JP Singh, University of Edinburgh
JP Singh is the Chair of Culture and Political Economy, and Director of the Centre for Cultural Relations at the University of Edinburgh. Alongside this role, Singh is the editor of the journal, ‘Arts and International Affairs’ and also Stanford's book series on Emerging Frontiers in the Global Economy. In total, Singh has authored five monographs, edited three books, and published dozens of scholarly articles. In policy work, Singh has advised international organizations such as UNESCO, the World Bank, and the World Trade Organization. He was also co-principal investigator for the official report to the United States President William J. Clinton from the White House Commission on Asian Americans and Pacific Islanders in 1999-2000. From 2000-2003, he was co-PI for a Development Marketplace Grant from The World Bank, which led to implementing a crafts and technology project for women’s empowerment in District Kangra in North India. Singh has also played a leadership role in several professional organizations including chairing three different sections of the International Studies Association and, for six years, the Science, Technology, and Environmental Politics (STEP) section of the American Political Science Association. Singh holds a PhD in Political Economy and Public Policy from the University of Southern California.
Emily Taylor, Chatham House
Emily Taylor is an associate fellow of Chatham House and editor of the Journal of Cyber Policy. She is also the CEO of Oxford Information Labs and Co-Founder and Director of Netistrar Ltd, a UK Domain Name Registrar. Taylor’s research publications include: The Internet in the Gulf (Chatham House); 'ICANN: Bridging the Trust Gap' and 'Privatisation of Human Rights' for the Global Commission; the annual World Report on Internationalised Domain Names (lead author); and reports for the UK regulator, Ofcom, as well as a review of ICANN's policy development process. She chaired the independent WHOIS Review Team for ICANN, as well as serving on the Internet Governance Forum’s Multistakeholder Advisory Group, and as part of the Global Commission on Internet Governance Research Network. She has written for the Guardian, Ars Technica, and the New Statesman, and has appeared on the BBC Now Show. Taylor has an MBA in Business, Strategy, Finance, Marketing, Corporate Governance from the Open University, and an LPC from College of Law, London.
Emiliano Trerè, Cardiff University
Emiliano Trere is a Lecturer at Cardiff's School of Journalism, Media and Cultural Studies. His research addresses the issue of digital activism from a theoretical standpoint in relation to crucial questions of culture and identity on one side, and to the development of theoretical frameworks related to media theories of change as mediation, media ecologies, and mediatization on the other.
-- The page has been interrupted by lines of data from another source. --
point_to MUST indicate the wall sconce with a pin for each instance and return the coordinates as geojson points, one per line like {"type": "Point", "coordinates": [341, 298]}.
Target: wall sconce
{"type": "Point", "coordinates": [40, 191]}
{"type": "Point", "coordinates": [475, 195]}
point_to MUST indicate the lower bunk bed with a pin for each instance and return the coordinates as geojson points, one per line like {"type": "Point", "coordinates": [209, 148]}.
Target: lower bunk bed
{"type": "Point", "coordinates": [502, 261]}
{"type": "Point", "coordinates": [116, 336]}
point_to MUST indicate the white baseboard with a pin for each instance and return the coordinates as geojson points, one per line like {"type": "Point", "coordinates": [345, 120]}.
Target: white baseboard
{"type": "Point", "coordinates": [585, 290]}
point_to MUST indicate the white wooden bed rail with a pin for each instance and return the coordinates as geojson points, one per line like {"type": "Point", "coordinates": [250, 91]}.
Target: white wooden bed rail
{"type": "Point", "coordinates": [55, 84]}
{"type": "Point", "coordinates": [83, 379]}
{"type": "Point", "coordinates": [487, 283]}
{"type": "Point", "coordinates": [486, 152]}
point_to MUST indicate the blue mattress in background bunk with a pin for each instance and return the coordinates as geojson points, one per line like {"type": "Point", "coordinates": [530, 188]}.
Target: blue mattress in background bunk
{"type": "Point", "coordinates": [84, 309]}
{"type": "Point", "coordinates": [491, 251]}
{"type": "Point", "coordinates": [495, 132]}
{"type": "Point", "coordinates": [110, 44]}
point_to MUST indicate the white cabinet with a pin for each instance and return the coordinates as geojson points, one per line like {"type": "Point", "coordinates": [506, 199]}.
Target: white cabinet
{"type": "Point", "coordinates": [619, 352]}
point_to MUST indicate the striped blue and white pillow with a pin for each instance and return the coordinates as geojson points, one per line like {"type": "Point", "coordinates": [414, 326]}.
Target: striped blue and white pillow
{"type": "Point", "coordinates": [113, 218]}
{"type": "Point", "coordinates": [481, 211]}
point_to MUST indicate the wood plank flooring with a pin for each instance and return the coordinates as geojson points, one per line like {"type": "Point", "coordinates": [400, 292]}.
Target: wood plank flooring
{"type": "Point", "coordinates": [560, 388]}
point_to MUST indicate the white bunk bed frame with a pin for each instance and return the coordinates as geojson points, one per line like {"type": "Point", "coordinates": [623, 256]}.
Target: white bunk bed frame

His publications include three co-edited special issues “Social Media and Protest Identities” (Information, Communication & Society, 2015), “Latin American Struggles & Digital Media Resistance” (International Journal of Communication, 2015), and "From Global Justice to Occupy and Podemos: Mapping Three Stages of Contemporary Activism" (tripleC, 2017). Emiliano is the author of Complexities of Digital Activism: Ecologies, Imaginaries, Algorithms, and co-editor of Citizen Media and Practice (both books forthcoming with Routledge). Emiliano is the cofounder of the "Big Data from the South" Research Network that aims to grasp and interrogate the diverse techno-cultural practices that subvert the dominant narratives of datafication as theorized and narrated by the global north.